The median follow-up was 73.9 months. In the overall population, the OS hazard ratio was 1.01 [95% confidence interval (CI) 0.84-1.23; P = 0.8834] for niraparib (n = 487) versus placebo (n = 246). In the HRd (n = 373) and homologous recombination-proficient (n = 249) populations, the OS hazard ratios were 0.95 (95% CI 0.70-1.29) and 0.93 (95% CI 0.69-1.26), respectively. Subsequent poly(ADP-ribose) polymerase inhibitor therapy was received by 11.7% and 15.8% of niraparib patients and 37.8% and 48.4% of placebo patients in the overall and HRd populations, respectively. The 5-year PFS rate numerically favored niraparib in the overall (niraparib, 22%; placebo, 12%) and HRd populations (niraparib, 35%; placebo, 16%). Myelodysplastic syndromes/acute myeloid leukemia incidence was <2.5% (niraparib, 2.3%; placebo, 1.6%). No new safety signals were observed.

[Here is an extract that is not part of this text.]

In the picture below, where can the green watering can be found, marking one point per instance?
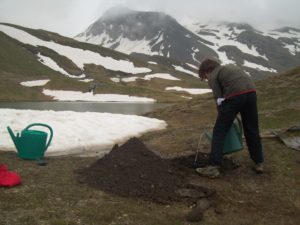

In patients with newly diagnosed advanced ovarian cancer at high risk of recurrence, there was no difference in OS between treatment arms. In the HRd population, patients alive at 5 years were two times as likely to be progression free with niraparib treatment than placebo. Long-term safety remained consistent with the established niraparib safety profile.
PRIMA/ENGOT-OV26/GOG-3012 三期临床试验达到了主要终点。尼拉帕利一线维持治疗显著延长了新诊断为晚期卵巢癌患者的无进展生存期(PFS),这些患者对一线含铂化疗有反应,无论同源重组缺陷(HRD)状态如何。报告最终的总生存期(OS)结果。
患者按 2:1 随机分配至尼拉帕利或安慰剂组,分层因素为一线治疗反应、新辅助化疗的使用情况和肿瘤 HRD 状态。达到 60%目标成熟度后,采用分层对数秩检验评估 OS,使用随机化分层因素进行分层,并使用 Kaplan-Meier 方法进行总结。OS 检验是分层的(首先是总体人群,然后是同源重组缺陷(HRd)人群)。评估了其他次要终点和长期安全性;还对研究者评估的 PFS 进行了更新的、特别的分析(截止日期为 2024 年 8 月 8 日)。
中位随访时间为 73.9 个月。在总体人群中,尼拉帕利(n=487)与安慰剂(n=246)的 OS 风险比为 1.01(95%CI 0.84-1.23;P=0.8834)。在 HRd(n=373)和同源重组功能正常(HRp)人群(n=249)中,OS 风险比分别为 0.95(95%CI 0.70-1.29)和 0.93(95%CI 0.69-1.26)。在总体人群和 HRd 人群中,分别有 11.7%和 15.8%的尼拉帕利患者和 37.8%和 48.4%的安慰剂患者随后接受了多聚(ADP-核糖)聚合酶抑制剂治疗。在总体人群(尼拉帕利 22%,安慰剂 12%)和 HRd 人群(尼拉帕利 35%,安慰剂 16%)中,尼拉帕利组的 5 年 PFS 率均有数值优势。骨髓增生异常综合征/急性髓系白血病的发生率低于 2.5%(尼拉帕利 2.3%,安慰剂 1.6%)。未观察到新的安全性信号。
在复发风险高的新诊断为晚期卵巢癌的患者中,两组间的 OS 无差异。在 HRd 人群中,与安慰剂相比,尼拉帕利治疗的患者在 5 年时无进展生存的可能性是安慰剂的两倍。长期安全性与尼拉帕利既定的安全性特征一致。